В христианстве, сколь ни велики различия между ним и верованиями аранда, также имеется запретная фигура – дьявол. Его опасность возвещается на все лады, в сотнях рассказов-предостережений повествуется, к чему ведет сговор с дьяволом, детально живописуются вечные муки душ в аду. Интенсивность этого запрета необычайна, она особенно чувствуется там, где люди испытывают побуждение действовать ему вопреки. Истории одержимых, поступками которых управлял сам дьявол или многие дьяволы, хорошо известны. Самые знаменитые из них – аббатиса Жанна из Анжа, монастыря урсулинок в Лудене, и отец Сурэн, изгонявший из нее дьявола до тех пор, пока дьявол не перешел в него самого. Здесь дьяволом оказались одержимы люди, специально посвятившие себя богу. Им гораздо строже, чем простым людям, запрещено сближение с дьяволом, не говоря уже о превращении в него. Но запретное превращение поглотило их целиком. Вряд ли мы ошибемся, если свяжем силу превращения с силой запрета, которому оно подлежит.

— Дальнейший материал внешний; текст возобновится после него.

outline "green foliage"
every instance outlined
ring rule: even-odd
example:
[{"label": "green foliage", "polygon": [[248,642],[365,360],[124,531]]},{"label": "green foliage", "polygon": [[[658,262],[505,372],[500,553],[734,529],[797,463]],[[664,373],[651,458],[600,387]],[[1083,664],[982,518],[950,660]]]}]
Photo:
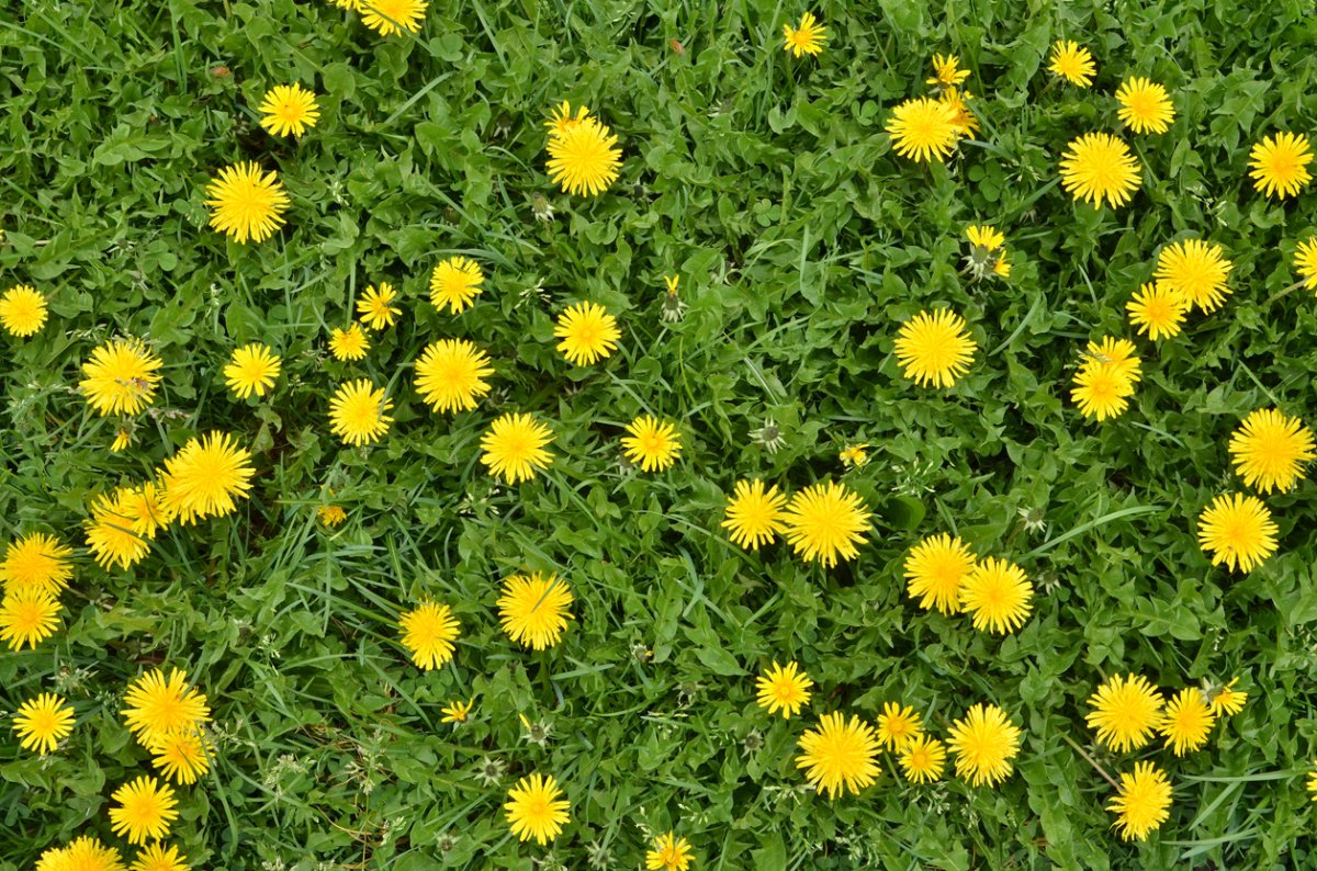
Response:
[{"label": "green foliage", "polygon": [[[195,867],[529,867],[547,851],[511,838],[502,803],[532,771],[572,801],[553,847],[565,867],[636,867],[647,833],[669,828],[709,868],[1314,862],[1317,488],[1267,500],[1280,553],[1250,575],[1210,567],[1193,537],[1201,508],[1238,487],[1225,443],[1247,412],[1317,422],[1317,304],[1283,293],[1314,195],[1281,205],[1246,179],[1252,142],[1313,130],[1309,4],[832,3],[817,9],[830,36],[817,61],[781,50],[802,9],[760,0],[431,5],[414,39],[311,0],[32,0],[0,14],[0,282],[51,295],[38,337],[0,342],[4,538],[82,545],[95,493],[212,428],[259,470],[238,514],[170,528],[132,572],[83,551],[66,630],[0,654],[0,709],[57,688],[78,710],[47,759],[4,721],[0,871],[108,835],[108,796],[148,768],[121,693],[157,663],[186,667],[215,708],[215,771],[179,789]],[[1050,84],[1062,37],[1093,50],[1092,89]],[[882,125],[926,91],[934,51],[973,71],[984,130],[926,170],[890,153]],[[1164,83],[1177,116],[1130,138],[1144,166],[1133,204],[1094,211],[1058,187],[1056,162],[1077,133],[1117,129],[1110,95],[1127,74]],[[294,80],[320,95],[320,122],[271,139],[254,108]],[[564,99],[620,136],[622,178],[601,197],[568,199],[544,174],[541,125]],[[278,168],[292,197],[262,245],[205,226],[203,188],[238,159]],[[552,220],[536,220],[537,197]],[[969,222],[1006,233],[1009,282],[960,274]],[[1191,236],[1226,247],[1233,296],[1176,339],[1139,341],[1134,405],[1084,421],[1068,399],[1077,349],[1131,336],[1125,301],[1158,246]],[[425,301],[453,254],[489,274],[457,317]],[[677,324],[660,320],[668,274],[689,305]],[[333,362],[329,329],[381,280],[403,289],[403,322],[360,364]],[[578,300],[624,330],[589,370],[553,347],[553,317]],[[897,324],[932,305],[961,312],[980,345],[950,391],[917,389],[892,355]],[[74,388],[120,333],[166,367],[133,447],[111,454],[116,424]],[[471,413],[432,414],[411,387],[411,361],[441,337],[495,361]],[[220,370],[257,339],[283,357],[275,397],[233,400]],[[396,404],[369,450],[328,432],[349,376]],[[512,489],[477,462],[504,411],[556,433],[556,463]],[[619,463],[641,412],[681,425],[669,472]],[[784,433],[776,454],[749,438],[765,418]],[[793,491],[838,478],[852,442],[873,446],[846,479],[876,512],[856,562],[823,571],[781,543],[727,542],[738,478]],[[349,514],[333,532],[315,520],[331,489]],[[1019,633],[975,633],[905,596],[903,554],[936,532],[1026,568],[1039,595]],[[502,635],[494,607],[502,578],[535,570],[577,597],[564,641],[537,654]],[[436,672],[396,642],[421,596],[462,621]],[[818,682],[810,716],[755,707],[774,658]],[[1143,845],[1117,839],[1110,787],[1067,743],[1088,745],[1084,700],[1115,671],[1166,688],[1239,675],[1250,692],[1204,751],[1150,754],[1175,807]],[[470,696],[474,722],[440,722]],[[803,789],[793,757],[811,717],[872,718],[889,700],[943,735],[975,701],[1001,704],[1026,732],[1014,776],[915,788],[885,757],[859,797]],[[523,717],[548,724],[544,743]],[[477,776],[490,760],[497,784]]]}]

Сексуальный аспект запрета превращения, в плену которого они оказались, яснее всего можно наблюдать в явлении ведьм. Единственное прегрешение ведьмы состоит в ее половой связи с дьяволом. Чем бы она ни занималась в остальное время, ее тайное существование венчают оргии с участием дьявола. Именно поэтому она и ведьма. Совокупление с дьяволом – важнейшая составная часть ее превращения.
Идея превращения через половое совокупление стара как мир. Поскольку каждое создание обычно сочетается лишь с существом другого пола того же самого рода, легко предположить, что отклонение от этого будет восприниматься как превращение. В этом случае уже древнейшие брачные законы могут рассматриваться как одна из форм запрета превращения, то есть запрета любого другого превращения, кроме тех, что разрешены и желательны.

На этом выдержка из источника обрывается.